Ahhh, Smitten Kitchen. Another one of my favorite non-vegan blogs. Deb is always makin’ all kinds of yummy treats. When I saw this recipe for challah, I knew making it was in my future. A vegan challah could not be easier to make. For an egg based bread, it really doesn’t need the eggs. The only thing I haven’t quite perfected is how to get my challah all shiny once it’s done. I read around on the interwebs and saw that some suggested maple syrup or a sweetener of the like, but I didn’t want the outside of my bread to be sticky or sweet. So, I ended up brushing the little bastard in some unsweetened almond milk. The top of the bread browned nicely, but alas, no shine to be had.
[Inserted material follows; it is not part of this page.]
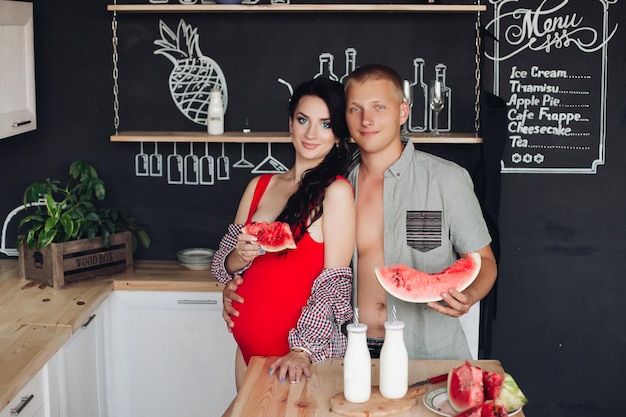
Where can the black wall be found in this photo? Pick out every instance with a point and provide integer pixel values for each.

Is it still challah without the shine? Today, well, today I say yes.
For the vegan edits, here is what I did:
¼ c honey—I used honey. I’ve discussed my take on honey here before and on other vegan blogs who have posed the question—so let’s not get into it now. If you don’t want to use humane, farm fresh honey, go ahead and sub it out in equal parts for that neat Bee-Free Honee stuff or agave.
For the eggs, I used 2 flax eggs. 1 tbsp ground golden flax mixed with 3 tbsp water. Let them sit for just a minute to thicken and add them when the recipe calls for eggs.
If you’re not in the mood to make the fig filling from scratch and want a shortcut, Trader Joe’s has a nice fig butter that would work perfectly here.
For the egg wash, just use unsweetened non-dairy milk and go crazy with the Maldon flakes….which ps, those Malden salt flakes are cool. I purchased them just for this bread, but I’m excited to use the rest of the stuff in the future.
As for braiding, my braid may or may not have been a tad funky. Braiding a traditional long challah loaf is easy, but braiding the loaf into a circle? Damn.